Le site de retraitement des déchets nucléaires à La Hague.
Le site de retraitement des déchets nucléaires à La Hague. - SIPA

Audrey Chauvet

Non contente de devoir gérer plus d’un million de mètre cubes de déchets radioactifs produits sur son sol, la France accueille les combustibles usagés de ses voisins européens. Le convoi en provenance d’Italie, arrivé ce mercredi à La Hague, est un des multiples transports de matières radioactives vers l’usine d’Areva où elles sont retraitées.

Plus de 10.000 tonnes de déchets acheminés et traités à La Hague

Selon l’Autorité de sûreté nucléaire (ASN), «Areva assure depuis plus de quarante ans, sur son site de La Hague, le retraitement de combustibles nucléaires usés en provenance de réacteurs à eau appartenant à des compagnies d’électricité étrangères ou à des instituts de recherche, dans le cadre d’accords intergouvernementaux». Allemagne, Pays-Bas, Japon, Belgique, Suisse, Australie et Italie envoient ainsi leurs combustibles usagés en France, en vertu d’accords intergouvernementaux et de contrats commerciaux signés entre Areva et les exploitants des centrales étrangères.

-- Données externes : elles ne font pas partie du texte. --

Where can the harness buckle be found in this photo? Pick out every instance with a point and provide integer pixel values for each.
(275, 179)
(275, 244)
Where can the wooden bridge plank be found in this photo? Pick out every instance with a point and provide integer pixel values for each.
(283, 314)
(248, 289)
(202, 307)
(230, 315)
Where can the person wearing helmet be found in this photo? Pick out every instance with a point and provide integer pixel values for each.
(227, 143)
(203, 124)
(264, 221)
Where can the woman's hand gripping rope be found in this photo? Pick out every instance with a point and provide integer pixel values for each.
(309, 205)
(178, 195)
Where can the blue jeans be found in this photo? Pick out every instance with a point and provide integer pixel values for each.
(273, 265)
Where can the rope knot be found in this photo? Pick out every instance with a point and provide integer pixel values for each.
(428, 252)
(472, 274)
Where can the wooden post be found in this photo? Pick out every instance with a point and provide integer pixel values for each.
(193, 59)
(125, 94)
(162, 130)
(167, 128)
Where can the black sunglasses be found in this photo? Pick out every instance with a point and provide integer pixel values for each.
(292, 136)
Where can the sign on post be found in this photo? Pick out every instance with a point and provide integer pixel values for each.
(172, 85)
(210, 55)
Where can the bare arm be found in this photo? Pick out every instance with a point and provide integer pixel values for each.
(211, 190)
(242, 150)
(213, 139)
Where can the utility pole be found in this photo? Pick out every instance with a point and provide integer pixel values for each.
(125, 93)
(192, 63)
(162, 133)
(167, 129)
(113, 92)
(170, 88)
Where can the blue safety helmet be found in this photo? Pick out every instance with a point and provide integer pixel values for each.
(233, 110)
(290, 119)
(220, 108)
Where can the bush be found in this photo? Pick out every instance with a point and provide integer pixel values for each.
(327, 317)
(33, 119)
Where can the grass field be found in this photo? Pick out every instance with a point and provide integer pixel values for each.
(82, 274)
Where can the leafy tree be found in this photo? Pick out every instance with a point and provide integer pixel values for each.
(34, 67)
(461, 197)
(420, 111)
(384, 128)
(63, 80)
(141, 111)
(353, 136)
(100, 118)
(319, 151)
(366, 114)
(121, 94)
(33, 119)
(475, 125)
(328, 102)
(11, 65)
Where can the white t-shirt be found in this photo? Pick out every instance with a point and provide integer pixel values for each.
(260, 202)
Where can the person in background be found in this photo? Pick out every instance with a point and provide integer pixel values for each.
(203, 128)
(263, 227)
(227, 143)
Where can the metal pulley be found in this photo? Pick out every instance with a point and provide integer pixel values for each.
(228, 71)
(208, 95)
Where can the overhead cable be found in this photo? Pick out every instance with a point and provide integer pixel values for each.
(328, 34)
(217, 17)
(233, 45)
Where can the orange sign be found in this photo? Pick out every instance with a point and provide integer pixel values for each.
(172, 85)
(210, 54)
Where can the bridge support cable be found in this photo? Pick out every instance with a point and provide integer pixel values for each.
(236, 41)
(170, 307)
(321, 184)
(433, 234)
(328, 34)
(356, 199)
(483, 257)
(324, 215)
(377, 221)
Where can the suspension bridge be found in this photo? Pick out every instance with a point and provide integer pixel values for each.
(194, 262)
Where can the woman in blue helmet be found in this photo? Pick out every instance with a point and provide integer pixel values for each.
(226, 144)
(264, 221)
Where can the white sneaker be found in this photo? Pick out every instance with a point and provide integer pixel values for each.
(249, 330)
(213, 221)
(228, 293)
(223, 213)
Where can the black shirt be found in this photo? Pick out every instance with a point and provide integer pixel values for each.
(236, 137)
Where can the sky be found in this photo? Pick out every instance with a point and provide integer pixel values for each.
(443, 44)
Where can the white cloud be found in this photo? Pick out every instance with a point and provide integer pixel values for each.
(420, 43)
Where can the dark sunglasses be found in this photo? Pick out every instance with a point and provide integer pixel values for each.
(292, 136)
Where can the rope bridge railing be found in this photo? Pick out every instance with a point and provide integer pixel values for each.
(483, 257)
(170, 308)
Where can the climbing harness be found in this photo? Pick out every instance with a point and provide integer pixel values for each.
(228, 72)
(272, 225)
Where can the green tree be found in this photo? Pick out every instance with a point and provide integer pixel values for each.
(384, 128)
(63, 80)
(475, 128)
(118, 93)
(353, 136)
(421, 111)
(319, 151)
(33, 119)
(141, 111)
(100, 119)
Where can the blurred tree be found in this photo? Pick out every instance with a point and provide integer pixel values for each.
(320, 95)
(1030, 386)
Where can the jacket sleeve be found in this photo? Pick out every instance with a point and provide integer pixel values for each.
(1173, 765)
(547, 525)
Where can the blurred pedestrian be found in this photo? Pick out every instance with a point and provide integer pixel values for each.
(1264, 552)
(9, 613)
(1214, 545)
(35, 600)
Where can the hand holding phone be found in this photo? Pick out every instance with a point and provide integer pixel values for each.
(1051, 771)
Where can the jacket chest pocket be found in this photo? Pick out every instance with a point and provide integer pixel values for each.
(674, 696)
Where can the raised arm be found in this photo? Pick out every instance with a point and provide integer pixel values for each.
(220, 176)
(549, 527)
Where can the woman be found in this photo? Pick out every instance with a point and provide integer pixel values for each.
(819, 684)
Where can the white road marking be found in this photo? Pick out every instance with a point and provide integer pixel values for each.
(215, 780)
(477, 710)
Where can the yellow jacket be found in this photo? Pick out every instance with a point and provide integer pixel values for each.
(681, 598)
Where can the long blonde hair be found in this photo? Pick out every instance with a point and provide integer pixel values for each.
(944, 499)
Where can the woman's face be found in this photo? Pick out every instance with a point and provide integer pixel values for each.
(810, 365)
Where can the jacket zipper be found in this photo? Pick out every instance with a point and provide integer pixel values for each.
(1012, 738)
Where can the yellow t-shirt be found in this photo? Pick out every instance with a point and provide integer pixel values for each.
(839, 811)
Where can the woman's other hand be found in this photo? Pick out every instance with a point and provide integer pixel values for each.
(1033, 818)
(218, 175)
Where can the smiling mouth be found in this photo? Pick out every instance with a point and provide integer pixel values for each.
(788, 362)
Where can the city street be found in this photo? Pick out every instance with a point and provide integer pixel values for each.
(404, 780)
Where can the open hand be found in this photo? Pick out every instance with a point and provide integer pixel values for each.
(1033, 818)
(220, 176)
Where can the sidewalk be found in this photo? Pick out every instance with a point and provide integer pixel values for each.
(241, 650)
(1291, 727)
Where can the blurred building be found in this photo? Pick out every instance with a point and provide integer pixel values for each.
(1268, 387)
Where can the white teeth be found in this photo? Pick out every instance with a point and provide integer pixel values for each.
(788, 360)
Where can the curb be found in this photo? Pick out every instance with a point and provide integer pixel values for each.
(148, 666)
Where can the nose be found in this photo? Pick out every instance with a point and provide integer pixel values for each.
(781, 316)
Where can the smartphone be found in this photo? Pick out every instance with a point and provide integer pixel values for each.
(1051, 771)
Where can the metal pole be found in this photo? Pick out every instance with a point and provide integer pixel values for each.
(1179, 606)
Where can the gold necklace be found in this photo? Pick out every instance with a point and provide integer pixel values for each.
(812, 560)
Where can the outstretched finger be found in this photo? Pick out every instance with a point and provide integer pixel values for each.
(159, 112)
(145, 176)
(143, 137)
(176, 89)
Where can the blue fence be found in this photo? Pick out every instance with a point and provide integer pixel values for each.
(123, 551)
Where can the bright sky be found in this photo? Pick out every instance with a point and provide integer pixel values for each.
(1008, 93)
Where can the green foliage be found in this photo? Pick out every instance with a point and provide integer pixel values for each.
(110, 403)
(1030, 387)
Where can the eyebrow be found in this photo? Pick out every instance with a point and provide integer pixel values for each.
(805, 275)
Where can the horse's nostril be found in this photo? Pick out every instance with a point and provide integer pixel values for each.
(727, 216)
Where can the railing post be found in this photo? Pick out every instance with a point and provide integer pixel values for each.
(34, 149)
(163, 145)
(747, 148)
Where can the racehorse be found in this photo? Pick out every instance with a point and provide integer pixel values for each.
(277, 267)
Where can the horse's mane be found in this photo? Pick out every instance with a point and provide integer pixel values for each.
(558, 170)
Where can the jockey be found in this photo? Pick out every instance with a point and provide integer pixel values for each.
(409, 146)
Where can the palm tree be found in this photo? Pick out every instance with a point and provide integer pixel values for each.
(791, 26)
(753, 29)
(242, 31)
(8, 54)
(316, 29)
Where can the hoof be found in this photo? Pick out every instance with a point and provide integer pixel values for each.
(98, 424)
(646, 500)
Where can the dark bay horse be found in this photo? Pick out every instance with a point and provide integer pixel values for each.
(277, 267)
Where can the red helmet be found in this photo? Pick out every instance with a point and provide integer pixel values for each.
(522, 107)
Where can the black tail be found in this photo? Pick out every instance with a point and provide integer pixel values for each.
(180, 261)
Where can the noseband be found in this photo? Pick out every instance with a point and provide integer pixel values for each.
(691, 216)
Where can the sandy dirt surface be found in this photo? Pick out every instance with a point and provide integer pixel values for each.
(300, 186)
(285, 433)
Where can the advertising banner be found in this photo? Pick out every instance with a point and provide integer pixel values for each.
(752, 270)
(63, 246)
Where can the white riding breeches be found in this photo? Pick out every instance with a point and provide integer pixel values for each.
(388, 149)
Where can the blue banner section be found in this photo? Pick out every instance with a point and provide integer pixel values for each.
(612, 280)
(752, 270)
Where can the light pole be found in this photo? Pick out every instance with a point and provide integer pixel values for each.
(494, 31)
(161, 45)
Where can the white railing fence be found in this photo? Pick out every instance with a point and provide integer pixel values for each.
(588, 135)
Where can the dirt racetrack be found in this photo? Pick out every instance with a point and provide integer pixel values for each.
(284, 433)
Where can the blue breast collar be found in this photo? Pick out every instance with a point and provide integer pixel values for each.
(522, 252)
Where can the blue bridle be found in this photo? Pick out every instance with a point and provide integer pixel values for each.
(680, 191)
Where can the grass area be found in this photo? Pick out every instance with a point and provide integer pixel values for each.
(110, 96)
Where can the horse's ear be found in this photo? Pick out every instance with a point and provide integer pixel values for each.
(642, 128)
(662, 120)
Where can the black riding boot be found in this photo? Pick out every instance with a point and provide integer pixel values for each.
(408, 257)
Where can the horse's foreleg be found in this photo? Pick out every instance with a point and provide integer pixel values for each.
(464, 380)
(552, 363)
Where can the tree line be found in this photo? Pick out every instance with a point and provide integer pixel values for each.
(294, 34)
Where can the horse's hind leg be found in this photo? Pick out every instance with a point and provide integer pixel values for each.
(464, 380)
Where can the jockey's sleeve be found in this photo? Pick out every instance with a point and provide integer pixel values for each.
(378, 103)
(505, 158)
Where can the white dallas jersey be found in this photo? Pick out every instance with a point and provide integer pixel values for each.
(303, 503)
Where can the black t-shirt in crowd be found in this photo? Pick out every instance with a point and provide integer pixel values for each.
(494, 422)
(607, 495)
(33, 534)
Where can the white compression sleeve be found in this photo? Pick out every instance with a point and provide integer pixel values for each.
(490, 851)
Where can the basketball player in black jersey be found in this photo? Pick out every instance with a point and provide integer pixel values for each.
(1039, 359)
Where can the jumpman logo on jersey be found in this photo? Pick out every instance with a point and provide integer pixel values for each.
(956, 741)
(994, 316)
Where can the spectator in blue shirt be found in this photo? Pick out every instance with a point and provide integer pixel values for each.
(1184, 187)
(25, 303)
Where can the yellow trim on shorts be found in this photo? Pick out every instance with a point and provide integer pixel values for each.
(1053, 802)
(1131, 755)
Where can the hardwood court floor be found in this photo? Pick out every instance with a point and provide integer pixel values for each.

Ainsi, au 31 décembre 2010, Areva comptait plus de 10.000 tonnes d’uranium et de plutonium acheminés et traités à La Hague en provenance de l’étranger, dont 45 tonnes à venir d’Italie d’ici à 2015. «La France est un des rares pays à maîtriser tout le cycle du combustible nucléaire, explique le service de presse de l’ASN. Une partie est valorisable et le reste doit repartir à l’envoyeur.»

Retraiter pour produire du Mox

En effet, selon la Convention commune des Nations unies sur le combustible usé et les déchets radioactifs , chaque pays doit stocker ses déchets nucléaires. Une directive européenne adoptée en juillet 2011 précise que les Etats membres devront présenter des programmes détaillés de stockage à la Commission en 2015. En France, la loi interdit en conséquence d’importer des déchets radioactifs pour les stocker.

Mais il y a déchets et déchets: à La Hague, on récupère les 1% de plutonium présents dans les combustibles usés pour les re-mélanger avec de l’uranium appauvri et fabriquer le fameux Mox, ce combustible qualifié de «matière la plus dangereuse de la planète» par Greenpeace après la catastrophe de Fukushima. Vingt-deux réacteurs français tournent au Mox. La centrale japonaise, elle, importait son Mox d’une usine de retraitement britannique.

L’Italie «repousse la question» des déchets à plus tard

Une fois la partie «récupérable» dissociée, Areva renvoie les déchets ultimes à leur expéditeur. Sauf s’ils n’ont pas de centre de stockage, ce qui est le cas de l’Italie. Les déchets italiens arrivés mercredi à La Hague doivent y retourner «vers 2020 ou 2025», mais le gouvernement italien n'a pas encore de solution pour les stocker, a souligné le réseau Sortir du Nucléaire.

«En Italie comme en France, le nucléaire est une impasse: on ne sait plus quoi faire des déchets nucléaires. Alors qu'en France, les autorités souhaiteraient les enfouir à 500 mètres sous terre à Bure dans la Meuse, en Italie, en attendant de trouver une hypothétique solution, on les envoie en France afin de repousser la question de leur gestion dans le temps», déplore l’association qui a décidé de contester la légalité de ce transport et rappelle que lors «du premier transport de combustible usé italien vers l'usine de La Hague, l’ASN avait tenu «à rappeler publiquement ses réserves» sur l’accord intergouvernemental encadrant ces transports». Si l’Italie n’est pas prête à stocker ses déchets d’ici à 2025, ils pourraient bien rester en France et venir s’ajouter aux milliers de mètres cubes de matières radioactives qui devront être enterrées.